One thing people involved with the endorsement process seem to agree on: It's important for candidates to connect with committee members prior to the vote. One way to do that, in addition to phone calls and personal visits, is for candidates to attend committee-sponsored candidates nights typically held by individual wards.
Unfortunately, Dowd didn't learn of the 26th Ward event until after the fact; Harris chairs the 26th Ward. As for the 11th Ward event, Dowd learned of it too late to personally address the gathering.
So what does this glimpse into the inner-workings of Pittsburgh's machine politics from 2003 have to do with Ms. Harris' recent election to City Council? As it turns out, it has everything to do with it.
You see, this was a "special" election. There was no primary election held. The party committees simply got together in the classic smoke-filled room (literally, if Ms. Harris was present) and selected the candidates who would appear on the November ballot. Of course, with all her connections, the fix was in once again for Darlene Harris. The Democratic committee wasted no time at all in
selecting her to as their candidate.

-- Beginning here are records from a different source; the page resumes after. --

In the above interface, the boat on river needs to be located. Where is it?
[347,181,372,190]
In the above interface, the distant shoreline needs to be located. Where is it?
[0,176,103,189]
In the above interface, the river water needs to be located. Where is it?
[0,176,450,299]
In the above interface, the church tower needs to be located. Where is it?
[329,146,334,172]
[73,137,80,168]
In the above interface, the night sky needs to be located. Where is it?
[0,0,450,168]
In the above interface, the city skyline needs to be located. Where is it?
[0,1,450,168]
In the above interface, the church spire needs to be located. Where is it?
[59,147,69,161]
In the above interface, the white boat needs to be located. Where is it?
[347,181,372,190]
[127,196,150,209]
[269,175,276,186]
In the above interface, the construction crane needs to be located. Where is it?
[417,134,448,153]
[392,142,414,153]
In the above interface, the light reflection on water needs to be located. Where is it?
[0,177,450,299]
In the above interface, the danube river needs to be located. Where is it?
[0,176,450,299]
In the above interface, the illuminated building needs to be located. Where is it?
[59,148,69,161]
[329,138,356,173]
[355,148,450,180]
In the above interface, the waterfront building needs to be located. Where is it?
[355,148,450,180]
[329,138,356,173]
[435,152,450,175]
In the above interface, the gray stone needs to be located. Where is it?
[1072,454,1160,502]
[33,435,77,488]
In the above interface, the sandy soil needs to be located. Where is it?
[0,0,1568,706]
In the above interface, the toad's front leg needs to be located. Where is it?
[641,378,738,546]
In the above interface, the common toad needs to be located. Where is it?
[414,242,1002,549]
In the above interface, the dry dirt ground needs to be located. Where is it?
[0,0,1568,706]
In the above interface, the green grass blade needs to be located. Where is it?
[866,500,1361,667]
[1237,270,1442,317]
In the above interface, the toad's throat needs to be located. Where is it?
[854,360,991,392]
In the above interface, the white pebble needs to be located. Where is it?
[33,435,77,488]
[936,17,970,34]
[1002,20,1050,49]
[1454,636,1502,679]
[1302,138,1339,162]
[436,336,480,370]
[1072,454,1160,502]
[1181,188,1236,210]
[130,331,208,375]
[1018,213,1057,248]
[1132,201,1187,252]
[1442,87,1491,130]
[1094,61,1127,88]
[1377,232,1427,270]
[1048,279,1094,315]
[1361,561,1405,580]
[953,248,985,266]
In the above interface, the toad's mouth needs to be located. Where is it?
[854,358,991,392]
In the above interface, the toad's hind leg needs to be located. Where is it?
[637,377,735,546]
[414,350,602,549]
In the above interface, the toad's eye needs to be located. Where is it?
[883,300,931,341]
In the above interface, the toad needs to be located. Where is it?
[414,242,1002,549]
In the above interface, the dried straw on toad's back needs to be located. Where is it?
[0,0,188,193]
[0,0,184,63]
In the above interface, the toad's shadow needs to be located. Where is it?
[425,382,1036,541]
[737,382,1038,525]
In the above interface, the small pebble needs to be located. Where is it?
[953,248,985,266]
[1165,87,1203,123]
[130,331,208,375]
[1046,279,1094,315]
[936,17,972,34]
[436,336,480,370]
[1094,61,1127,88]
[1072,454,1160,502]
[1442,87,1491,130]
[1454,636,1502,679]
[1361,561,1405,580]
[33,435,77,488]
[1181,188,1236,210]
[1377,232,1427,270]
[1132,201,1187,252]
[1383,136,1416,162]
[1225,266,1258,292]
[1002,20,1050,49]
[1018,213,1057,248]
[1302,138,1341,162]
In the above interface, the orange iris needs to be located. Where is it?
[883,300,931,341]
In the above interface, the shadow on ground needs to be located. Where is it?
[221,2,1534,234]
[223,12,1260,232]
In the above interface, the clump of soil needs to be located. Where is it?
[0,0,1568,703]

And in this town, of course, even Rick Santorum would win if he appeared on the ballot with a "(D)" next to his name.
It's not like the committee's selection was met with anything approaching even a lukewarm endorsement from the rest of us peons. The Post-Gazette actually
the Republican candidate, Joseph Lucas, in the November election. That's far from normal behavior for the Post-Gazette, and it just goes to show the depths to which this woman is detested by anyone with any appreciable knowledge of local politics and her behavior during her time on the School Board. As the Post-Gazette's
Reg Henry noted in discussing her victory a few weeks ago, "Pittsburghers will have themselves a Dino-crat instead of someone who could have stirred things up."
I couldn't have said it better myself.